Laut Bürgermeister Vitali Klitschko wurde in Kiew ein älterer Mann durch die Angriffe getötet. Sieben weitere seien bei zwei Explosionen im Stadtteil Solomianskyj verletzt worden, teilte Klitschko im Onlinedienst Telegram mit. Einer der Verletzten befinde sich in einem "extrem gravierenden" Zustand.
Insgesamt wurde Kiew von mindestens zehn Explosionen erschüttert, wie Korrespondenten der Nachrichtenagentur AFP berichteten. Die Behörden hatten zuvor Luftalarm ausgelöst und die Menschen aufgefordert, sich in Schutzräumen in Sicherheit zu bringen.

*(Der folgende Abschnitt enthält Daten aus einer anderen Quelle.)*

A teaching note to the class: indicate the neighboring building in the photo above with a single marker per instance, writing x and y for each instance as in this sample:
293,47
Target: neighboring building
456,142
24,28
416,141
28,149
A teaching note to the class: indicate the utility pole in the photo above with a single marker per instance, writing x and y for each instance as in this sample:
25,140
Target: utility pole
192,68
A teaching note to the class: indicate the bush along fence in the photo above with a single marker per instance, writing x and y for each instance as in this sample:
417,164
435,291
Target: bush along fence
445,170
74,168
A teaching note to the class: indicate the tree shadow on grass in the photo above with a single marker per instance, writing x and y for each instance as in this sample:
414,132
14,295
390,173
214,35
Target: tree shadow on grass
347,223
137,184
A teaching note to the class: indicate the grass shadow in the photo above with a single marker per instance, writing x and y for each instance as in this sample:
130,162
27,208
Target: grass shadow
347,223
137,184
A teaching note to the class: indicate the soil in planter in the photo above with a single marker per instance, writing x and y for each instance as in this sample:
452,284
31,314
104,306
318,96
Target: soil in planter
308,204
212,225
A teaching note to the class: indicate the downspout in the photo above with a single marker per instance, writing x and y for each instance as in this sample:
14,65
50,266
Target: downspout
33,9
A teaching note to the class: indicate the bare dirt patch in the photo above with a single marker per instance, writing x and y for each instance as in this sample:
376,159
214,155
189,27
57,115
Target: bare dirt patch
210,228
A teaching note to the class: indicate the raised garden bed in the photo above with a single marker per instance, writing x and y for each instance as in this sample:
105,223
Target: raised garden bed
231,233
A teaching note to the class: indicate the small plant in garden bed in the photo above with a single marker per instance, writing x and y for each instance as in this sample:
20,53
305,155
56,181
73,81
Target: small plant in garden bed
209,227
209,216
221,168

Auch mehrere andere Regionen wurden nach Behördenangaben attackiert. Angriffe wurden unter anderem aus der südlichen Region Mykolajiw und aus der Region Chmelnyzkyj im Westen gemeldet.
In der Region Mykolajiw wurden nach Angaben von Gouverneur Vitali Kim mindestens zwei Menschen verletzt, einer von ihnen schwer. In der Region Chmelnyzkyj rief Gouverneur Serhij Gamalij die Menschen auf, wegen der Angriffe zu Silvester in den Schutzräumen zu bleiben.
Kreml-Chef Wladimir Putin sagte unterdessen in seiner Neujahrsansprache, Russland stehe in dem Konflikt "moralisch" und "historisch" auf der richtigen Seite. Russland kämpfe in der Ukraine dafür, "unser Volk in unseren eigenen historischen Territorien, in den neuen Gebieten der Russischen Föderation zu schützen", fügte er mit Blick auf die von Moskau für annektiert erklärten ukrainischen Gebiete hinzu.
Der russische Verteidigungsminister Sergej Schoigu sagte in einer Neujahrsbotschaft an Soldaten, Russlands Sieg in der Ukraine sei "unausweichlich". "Für das kommende Jahr möchte ich allen gute Gesundheit, Standhaftigkeit, zuverlässige und hingebungsvolle Kameraden wünschen. Unser Sieg ist wie das neue Jahr unvermeidlich", sagte er.
Russlands Soldaten hätten im zu Ende gehenden Jahr mit "schweren Prüfungen" zu kämpfen gehabt, räumte Schoigu zugleich ein. Und auch das neue Jahr beginne in einer "schwierigen militärpolitischen Situation".
Die russische Armee hatte in den vergangenen Monaten eine Reihe von Rückschlägen in der Ukraine einstecken müssen. Als Reaktion verstärkte sie ihre Luftangriffe, insbesondere auf die Energie-Infrastruktur des Nachbarlandes. Dies führte immer wieder zu massiven Stromausfällen.